Parents also struggle with their roles. As much as it is challenging for youth to balance the sometimes conflicting cultural demands, Asian American parents also struggle with the vexing question of how much to promote their culture of origin and racial-ethnic identity in the family. I and my team investigate how racial-ethnic socialization influences cultural orientations among youth, which in turn influences their mental health. We find that proficiency in one’s native language most notably reduces depressive symptoms, but English language proficiency has a similarly protective effect, implying a benefit of bilingualism. In other words, while maintaining cultural heritage may be important and protective among Asian American youth, it is equally important to be competent in the mainstream culture and language competency can be enhanced by active cultural socialization in the family. Wen Han also investigates the buffering effect of language use on the impact of school mobility among young children in kindergarten and elementary school and corroborates the benefits of bilingualism.

The findings in this special issue collectively reveal that conventional theoretical models do not seem to work well with Asian Americans. For example, existing SES indicators (measured by education, income, or occupation) are not predictive of the cancer screening behaviors among Asian American women or academic achievement and career trajectories of poor Asian American children. High mobility in childhood is thought to compromise academic performance and increase internalizing and externalizing problems, but as Han finds, this is not the case for children of Asian origin.

These unexpected, sometimes paradoxical, patterns beg the question of why. In fact, these unique and unconventional findings are opportunities to advance our knowledge. For example, by investigating the unexpectedly high and positive academic and career performance among poor Vietnamese immigrant children, Lee and Zhou advance our understanding of culture from static and intrinsic to specific frames through which culture operates and how those frames support both tangible and intangible resources, thus increasing the sophistication and specificity of our understanding of culture.

It is important and useful to establish baseline information on Asian Americans as an aggregate. However, given the great variety among Asian Americans in countries of origin, reasons and patterns of immigration, SES, and cultures including languages, research should focus on subgroups for scientific rigor and advancement. Such a focus can create important opportunities to examine interesting questions. For example, as Lee and Zhou show, Chinese and Vietnamese Americans are dissimilar in their SES backgrounds but converge on child educational outcomes. This unique pattern points to a role for cultural frames, ethnic capital, and ethnicity as resources.

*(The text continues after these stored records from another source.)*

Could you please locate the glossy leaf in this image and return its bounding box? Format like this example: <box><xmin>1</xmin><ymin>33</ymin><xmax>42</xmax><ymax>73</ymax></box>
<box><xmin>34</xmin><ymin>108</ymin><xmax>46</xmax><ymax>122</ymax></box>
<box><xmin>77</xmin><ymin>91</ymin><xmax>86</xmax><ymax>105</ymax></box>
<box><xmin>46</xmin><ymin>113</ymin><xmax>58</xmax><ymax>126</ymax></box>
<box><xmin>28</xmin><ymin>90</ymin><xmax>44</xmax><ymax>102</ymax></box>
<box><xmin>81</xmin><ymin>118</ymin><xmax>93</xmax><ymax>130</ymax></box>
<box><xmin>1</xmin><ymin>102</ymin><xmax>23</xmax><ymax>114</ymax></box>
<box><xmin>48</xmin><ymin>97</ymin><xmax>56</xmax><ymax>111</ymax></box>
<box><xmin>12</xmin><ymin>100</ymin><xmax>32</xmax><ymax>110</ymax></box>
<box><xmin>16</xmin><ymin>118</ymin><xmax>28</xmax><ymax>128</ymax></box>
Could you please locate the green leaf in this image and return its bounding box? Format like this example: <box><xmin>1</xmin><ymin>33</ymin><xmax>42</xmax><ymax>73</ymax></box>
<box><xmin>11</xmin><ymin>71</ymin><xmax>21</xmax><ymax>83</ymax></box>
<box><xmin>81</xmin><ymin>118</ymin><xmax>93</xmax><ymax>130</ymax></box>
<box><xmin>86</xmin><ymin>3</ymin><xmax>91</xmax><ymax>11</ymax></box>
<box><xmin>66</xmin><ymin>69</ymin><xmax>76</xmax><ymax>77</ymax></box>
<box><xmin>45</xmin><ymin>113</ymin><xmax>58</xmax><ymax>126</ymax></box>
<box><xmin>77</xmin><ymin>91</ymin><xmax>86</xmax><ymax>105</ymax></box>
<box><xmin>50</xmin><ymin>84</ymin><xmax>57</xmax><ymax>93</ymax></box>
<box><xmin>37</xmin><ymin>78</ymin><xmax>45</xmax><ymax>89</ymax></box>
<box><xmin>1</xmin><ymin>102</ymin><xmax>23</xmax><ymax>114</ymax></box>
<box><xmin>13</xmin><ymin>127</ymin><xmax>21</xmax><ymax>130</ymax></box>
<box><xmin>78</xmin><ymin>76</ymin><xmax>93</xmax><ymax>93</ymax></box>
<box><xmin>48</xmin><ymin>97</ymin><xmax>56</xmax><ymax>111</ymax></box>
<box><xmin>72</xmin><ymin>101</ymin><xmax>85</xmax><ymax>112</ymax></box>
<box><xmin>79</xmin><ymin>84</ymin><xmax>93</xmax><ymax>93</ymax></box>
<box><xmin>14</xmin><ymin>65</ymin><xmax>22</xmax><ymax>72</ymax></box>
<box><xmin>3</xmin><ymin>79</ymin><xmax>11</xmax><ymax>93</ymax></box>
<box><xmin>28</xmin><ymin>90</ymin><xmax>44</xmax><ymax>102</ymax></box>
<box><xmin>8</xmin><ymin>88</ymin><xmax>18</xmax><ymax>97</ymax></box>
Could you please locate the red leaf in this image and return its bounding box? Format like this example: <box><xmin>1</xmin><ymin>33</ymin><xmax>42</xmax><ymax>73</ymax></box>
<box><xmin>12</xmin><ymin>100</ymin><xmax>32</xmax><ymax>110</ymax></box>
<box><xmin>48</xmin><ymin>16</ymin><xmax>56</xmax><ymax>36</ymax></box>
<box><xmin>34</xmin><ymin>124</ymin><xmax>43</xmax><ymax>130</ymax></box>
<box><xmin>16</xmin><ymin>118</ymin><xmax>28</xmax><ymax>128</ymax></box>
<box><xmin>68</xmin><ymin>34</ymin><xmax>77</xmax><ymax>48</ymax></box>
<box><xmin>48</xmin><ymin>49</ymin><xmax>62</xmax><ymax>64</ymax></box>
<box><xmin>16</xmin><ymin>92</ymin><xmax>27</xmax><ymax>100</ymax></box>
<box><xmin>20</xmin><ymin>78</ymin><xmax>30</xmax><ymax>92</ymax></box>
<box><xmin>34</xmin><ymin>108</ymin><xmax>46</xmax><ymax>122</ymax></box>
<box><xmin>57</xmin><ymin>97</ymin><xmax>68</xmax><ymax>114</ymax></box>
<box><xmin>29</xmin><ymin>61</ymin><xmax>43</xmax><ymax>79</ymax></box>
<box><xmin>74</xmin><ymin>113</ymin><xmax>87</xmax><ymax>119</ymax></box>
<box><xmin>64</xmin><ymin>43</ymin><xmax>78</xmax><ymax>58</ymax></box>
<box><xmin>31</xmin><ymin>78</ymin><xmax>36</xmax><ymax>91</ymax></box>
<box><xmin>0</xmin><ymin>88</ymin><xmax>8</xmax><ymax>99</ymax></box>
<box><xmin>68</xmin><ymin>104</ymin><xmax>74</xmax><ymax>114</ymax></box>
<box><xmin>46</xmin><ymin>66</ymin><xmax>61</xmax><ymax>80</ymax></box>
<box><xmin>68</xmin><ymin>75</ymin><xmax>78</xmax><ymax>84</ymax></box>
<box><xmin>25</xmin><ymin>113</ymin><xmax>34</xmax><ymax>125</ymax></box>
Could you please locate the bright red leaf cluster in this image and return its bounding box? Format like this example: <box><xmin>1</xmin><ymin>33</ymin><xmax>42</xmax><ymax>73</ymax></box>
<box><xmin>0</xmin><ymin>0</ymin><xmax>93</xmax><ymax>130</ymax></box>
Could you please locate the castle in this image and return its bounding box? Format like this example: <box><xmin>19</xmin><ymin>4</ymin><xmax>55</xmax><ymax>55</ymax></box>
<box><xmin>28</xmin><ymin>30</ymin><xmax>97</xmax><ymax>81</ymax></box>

Asian Americans should no longer be an invisible ghost in our discussion of race and social problems. Active and purposeful inclusion of diverse racial-ethnic groups such as Asian Americans and Latin Americans in discussions of race not only responds to the actual demographics of contemporary American society, but also advances theory, policy, and services to fit the ever more diverse and changing, but still racialized, society. The dichotomy of black/white in discourse on race is simply no longer effective in understanding this diverse society. Globalization brings another set of challenges to the dynamics of race, ethnicity, and culture. At individual level, for example, continuous contacts and opportunities with one’s country of origin that globalization allows raises questions of one’s allegiance and loyalty, politically, economically, and culturally. These challenges are only bound to increase and further complicate the already complex issue of race and social problems. We simply can no longer afford not to count Asian Americans any longer.